Verkehrsgerichtstag Härteres Vorgehen gegen rücksichtslose Autofahrer

Hartes Vorgehen für rücksichtslose Autofahrer - aber keine härteren Gesetze: Auf dem Deutschen Verkehrsgerichtstag sagten die meisten Experten, die bestehenden Gesetze reichten aus.

Generalbundesanwalt Kay Nehm kritisierte in seiner Eröffnungsrede disziplinloses Verhalten von Autofahrern im Stau. So würden keine Gassen für Rettungsfahrzeuge freigehalten, und es werde bedenkenlos dicht aufgefahren, so dass Sanitäter häufig erst nach Zeit raubenden Fahrmanövern durchkämen. Lastwagen nutzten Staus häufig zu Überholmanövern und blockierten damit die gesamte Fahrbahn.

Verkehrsregeln würden als Beschränkung der individuellen Freiheit verstanden, sagte Nehm. Dass trotz "massenhafter Regelverstöße" insgesamt relativ wenig passiere, sei häufig nur der Rücksichtnahme anderer Verkehrsteilnehmer zu verdanken. Insbesondere rügte Nehm das Verhalten vieler Autofahrer im Stau. Erfreut zeigte er sich darüber, dass die Zahl der Verkehrstoten im vergangenen Jahr auf den niedrigsten Stand seit Einführung der Statistik vor 50 Jahren gesunken sei - obwohl sich inzwischen 45 Millionen Personenwagen und 2,8 Millionen Laster auf den Straßen drängten.
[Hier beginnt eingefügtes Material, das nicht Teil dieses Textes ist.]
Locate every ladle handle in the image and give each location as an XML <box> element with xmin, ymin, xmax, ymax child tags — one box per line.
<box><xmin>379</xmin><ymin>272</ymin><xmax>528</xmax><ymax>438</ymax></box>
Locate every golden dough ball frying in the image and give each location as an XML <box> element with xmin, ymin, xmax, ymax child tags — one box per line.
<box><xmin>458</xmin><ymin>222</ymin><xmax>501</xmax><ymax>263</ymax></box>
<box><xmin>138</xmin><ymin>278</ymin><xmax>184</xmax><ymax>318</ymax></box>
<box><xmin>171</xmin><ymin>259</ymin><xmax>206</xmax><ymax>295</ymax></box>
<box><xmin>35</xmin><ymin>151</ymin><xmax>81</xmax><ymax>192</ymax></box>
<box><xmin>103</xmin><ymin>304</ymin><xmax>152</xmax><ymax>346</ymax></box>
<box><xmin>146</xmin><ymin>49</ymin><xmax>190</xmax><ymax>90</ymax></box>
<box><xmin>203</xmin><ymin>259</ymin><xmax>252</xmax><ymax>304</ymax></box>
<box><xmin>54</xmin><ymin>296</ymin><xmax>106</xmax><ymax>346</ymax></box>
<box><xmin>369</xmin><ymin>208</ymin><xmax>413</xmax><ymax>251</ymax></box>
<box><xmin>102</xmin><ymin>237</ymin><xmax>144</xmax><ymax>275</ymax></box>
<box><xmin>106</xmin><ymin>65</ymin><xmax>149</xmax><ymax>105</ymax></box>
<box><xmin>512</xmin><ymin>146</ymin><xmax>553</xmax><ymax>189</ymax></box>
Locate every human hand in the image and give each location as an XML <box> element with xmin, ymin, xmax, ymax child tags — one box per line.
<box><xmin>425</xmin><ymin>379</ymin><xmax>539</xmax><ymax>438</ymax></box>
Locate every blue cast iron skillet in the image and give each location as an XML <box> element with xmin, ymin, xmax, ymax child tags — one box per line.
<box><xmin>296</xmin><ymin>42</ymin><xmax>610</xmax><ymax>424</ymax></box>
Der Präsident des Verkehrsgerichtstages, Friedrich Dencker, äußerte sich kritisch über EU-Pläne, zur Verbesserung der Verkehrssicherheit Verstöße stärker zu sanktionieren. Aufklärung und Information seien häufig Erfolg versprechender. Als Beispiel nannte er Verstöße gegen die Anschnallpflicht von Kindern: Eltern, deren Kinder als Folge mangelnder Sicherung im Auto verletzt oder getötet worden seien, seien durch das, was ihr Kind durch ihre Schuld erlitten habe, am schlimmsten bestraft. Sinnvoller als härtere strafrechtliche Sanktion sei es, Eltern darüber zu informieren, dass das Sterberisiko eines im Auto mangelhaft gesicherten Kindes im Falle eines Unfalls sieben Mal höher liege als das eines richtig angeschnallten.

Dencker kritisierte darüber hinaus auch Überlegungen zur Einführung der so genannten Halterhaftung - danach soll der Halter eines Fahrzeugs bei einem Verstoß gegen Geschwindigkeitsbegrenzungen zur Rechenschaft gezogen, auch wenn er zum fraglichen Zeitpunkt möglicherweise gar nicht am Steuer gesessen hat. Der Deutsche Anwaltverein erklärte, die Halterhaftung verstoße gegen das Prinzip der Unschuldsvermutung.

Fachleute legen am Freitag Empfehlungen vor

Gegen schärfere Gesetze bei Verkehrsrowdytum sprach sich auch der ADAC aus. Das Strafgesetzbuch biete bereits genügend Möglichkeiten, hart durchzugreifen. Der Strafrahmen, der von einer Geldstrafe bis zu drei Jahren Freiheitsstrafe reiche, werde aber selten ausgeschöpft. Es sei oft schwierig, Verkehrsrowdys ihr Fehlverhalten nachzuweisen.

Der ACE-Vorsitzende Wolfgang Rose erklärte: "Wir sind durchaus dafür, härter gegen solche Einzeltäter vorzugehen, die ihr Fahrzeug sozusagen als Waffe missbrauchen." Wer jedoch meine, das Strafmaß müsse insgesamt angehoben werden, schieße über das Ziel hinaus. "Wir wollen nicht, dass Autofahrer deswegen kriminalisiert werden, weil ihnen ein menschlicher Fehler unterläuft", betonte Rose. Der ACE sprach sich ebenso wie andere Verbände und Experten dafür aus, mehr Kontrollen durchzuführen.